The DRM method finds a big vQTL effect here because of the GxG interaction - so it’s detecting that g1 might be interacting with something.

If we adjust for the main effects of g1 and g2 now look at DRM

yres <- residuals(lm(y ~ g1 + g2))
test_drm(g1, yres) %>% str

tibble [1 × 5] (S3: tbl_df/tbl/data.frame)
 $ Estimate  : num 0.0194
 $ Std. Error: num 0.0138
 $ t value   : num 1.4
 $ Pr(>|t|)  : num 0.161
 $ method    : chr "drm"

The test statistic for the interaction test has massively attenuated.

Where does this leave us?

If a SNP is a known additive causal variant then it is relatively safe from type 1 error
If a SNP is not a known additive causal variant, then it is susceptible to type 1 error due to incomplete LD with actual additive causal variants
If we adjust the probe for additive causal variants before testing the SNP, we risk drastically reducing the vQTL effect that arise due to GxG interactions
Note that this applies to GxE for when adjusting for other covariates too - e.g. if we adjust probes for smoking, age, sex, cell type etc and we are trying to find interactions with those based on vQTLs then the power to identify those vQTL effects drastically reduces

Power of vQTL vs interaction

Suppose we simulate a GxE interaction. We can try to detect it either using a vQTL method (e.g. DRM) or using a direct interaction test.

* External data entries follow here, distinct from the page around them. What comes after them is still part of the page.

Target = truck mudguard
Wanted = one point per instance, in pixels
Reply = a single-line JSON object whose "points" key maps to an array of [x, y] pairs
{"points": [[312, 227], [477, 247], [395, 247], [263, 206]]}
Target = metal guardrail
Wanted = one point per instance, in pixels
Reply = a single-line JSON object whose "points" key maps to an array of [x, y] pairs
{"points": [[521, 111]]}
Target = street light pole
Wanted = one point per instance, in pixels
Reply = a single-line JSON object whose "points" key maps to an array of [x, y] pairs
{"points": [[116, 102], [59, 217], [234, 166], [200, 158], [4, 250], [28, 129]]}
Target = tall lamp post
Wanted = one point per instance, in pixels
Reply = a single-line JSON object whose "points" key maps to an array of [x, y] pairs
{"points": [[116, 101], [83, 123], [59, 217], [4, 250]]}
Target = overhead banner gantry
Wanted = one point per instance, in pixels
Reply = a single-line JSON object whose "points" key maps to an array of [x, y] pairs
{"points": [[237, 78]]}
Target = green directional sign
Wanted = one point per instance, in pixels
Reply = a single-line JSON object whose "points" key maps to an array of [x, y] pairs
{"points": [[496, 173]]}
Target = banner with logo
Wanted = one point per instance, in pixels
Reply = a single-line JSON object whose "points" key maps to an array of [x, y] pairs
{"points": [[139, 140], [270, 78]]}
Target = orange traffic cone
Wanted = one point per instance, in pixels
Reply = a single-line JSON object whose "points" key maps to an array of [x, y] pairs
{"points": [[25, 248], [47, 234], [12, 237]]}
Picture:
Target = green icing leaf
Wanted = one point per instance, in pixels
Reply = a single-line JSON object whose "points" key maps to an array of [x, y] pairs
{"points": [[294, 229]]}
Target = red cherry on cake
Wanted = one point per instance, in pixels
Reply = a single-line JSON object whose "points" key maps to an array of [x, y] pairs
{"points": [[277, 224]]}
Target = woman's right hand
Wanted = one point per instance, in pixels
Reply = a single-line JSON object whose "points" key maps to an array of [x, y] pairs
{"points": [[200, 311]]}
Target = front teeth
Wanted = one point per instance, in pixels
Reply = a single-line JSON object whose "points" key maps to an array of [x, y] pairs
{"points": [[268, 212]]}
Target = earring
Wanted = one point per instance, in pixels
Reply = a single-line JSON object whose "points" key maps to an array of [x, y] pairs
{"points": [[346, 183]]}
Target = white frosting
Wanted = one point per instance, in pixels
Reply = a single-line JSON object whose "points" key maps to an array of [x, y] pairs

sim_gxe <- function(n, p, bi)
{
  params <- environment() %>% as.list() %>% as_tibble()
  g <- rbinom(n, 2, p)
  e <- rnorm(n)
  y <- g + bi * g*e + e + rnorm(n)
  
  bind_rows(
    test_drm(g, y),
    summary(lm(y ~ g*e))$coef %>%
      as_tibble() %>%
      slice(n=4) %>%
      mutate(method="interaction")
  ) %>%
    bind_cols(., params)
}

param <- expand.grid(
  n=1000,
  bi=seq(0,1,by=0.01),
  nsim=10,
  p=0.5
) %>% select(-nsim)
res <- lapply(1:nrow(param), function(i) do.call(sim_gxe, param[i,])) %>% bind_rows()
res %>%
  ggplot(., aes(x=bi, y=-log10(`Pr(>|t|)`))) +
  geom_point(aes(colour=method))

The direct interaction test seems much better powered to detect these associations.